The cabinet minister responsible for delivering Canadian aid to the world’s poor has apologized for moving from one swanky hotel in London to an even swankier one where the bill to the taxpayer was more than twice as high.
On Tuesday, the second day of tongue-lashing from opposition members in the House of Commons, International Co-operaton Minister Bev Oda rose to deliver her mea culpa.
“The expenses are unacceptable, should never have been charged to taxpayers, I have repaid the costs associated with changing hotels and I unreservedly apologize,” Ms. Oda said during the Question Period.
Ms. Oda was supposed to stay at the Grange St. Paul's Hotel last June while attending a conference in the British capital but she switched to the Savoy where the bill for three nights cost $1,995, or $665 a night. A stay at the Grange would have been $287 a night.
Eight hours after the expenses of the London trip were revealed by The Canadian Press, Ms. Oda’s office announced she had reimbursed the fee difference between the two hotels, as well as a $287 cancellation fee demanded by the Grange. She also paid back the cost of a $16 glass of orange juice.
But she did not pay back the nearly $1,000 a day that was spent on a luxury car and driver to shuttle her between the conference site and her new hotel – transport that opposition members point out would not have been required had she stayed in the Grange, which was also the conference venue.
It is not the first time Ms. Oda has run into trouble by racking up expenses that the opposition has deemed exorbitant. Shortly after she was first appointed to Prime Minister Stephen Harper’s cabinet six years ago, the Toronto-area MP was castigated for rejecting a minivan that had been provided to ferry her to the Juno Awards and instead opted for a limousine ride.
Ms. Oda’s apology came after Interim Liberal Leader Bob Rae demanded that Prime Minister Stephen Harper explain his minister’s spending habits at a time when people in her department are being cut as a result of the government’s program of fiscal restraint. Mr. Harper, who is reputed to have a short fuse when members of his cabinet run into this kind of trouble, allowed Ms. Oda to respond for her actions.

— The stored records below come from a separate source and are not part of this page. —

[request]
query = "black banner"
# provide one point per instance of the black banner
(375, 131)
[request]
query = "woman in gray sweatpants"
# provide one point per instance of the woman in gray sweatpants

On Monday, she had seemed less recalcitrant. In an interview with CHEX in Peterborough, Ont., near her riding of Durham, Ms. Oda said she had nothing to be ashamed of.
“[The opposition]can be extremist and can use words that will catch people’s attention but all of the guidelines have been followed and guidelines that have been agreed to by all parties, even those who are making the accusations,” the minister told a local reporter.
Those same opposition members were not satisfied with her apparent change of heart.
Charlie Angus, the NDP ethics critic, said that to get to his question he would have to wade through Ms. Oda’s “crocodile tears.”
Ms. Oda has apologized for the fact that a posh hotel was not posh enough for her, Mr. Angus said, “but we didn’t get an answer or an apology for the $1,000 limo rides that she dinged the taxpayers for. I called the hotel and it turns out they offer free luxury shuttles.”
Government House Leader Peter Van Loan replied by saying the minister had apologized for the costs associated for the change in hotels. “Our government has always believed that ministers should conduct their affairs with the greatest respect for taxpayers.”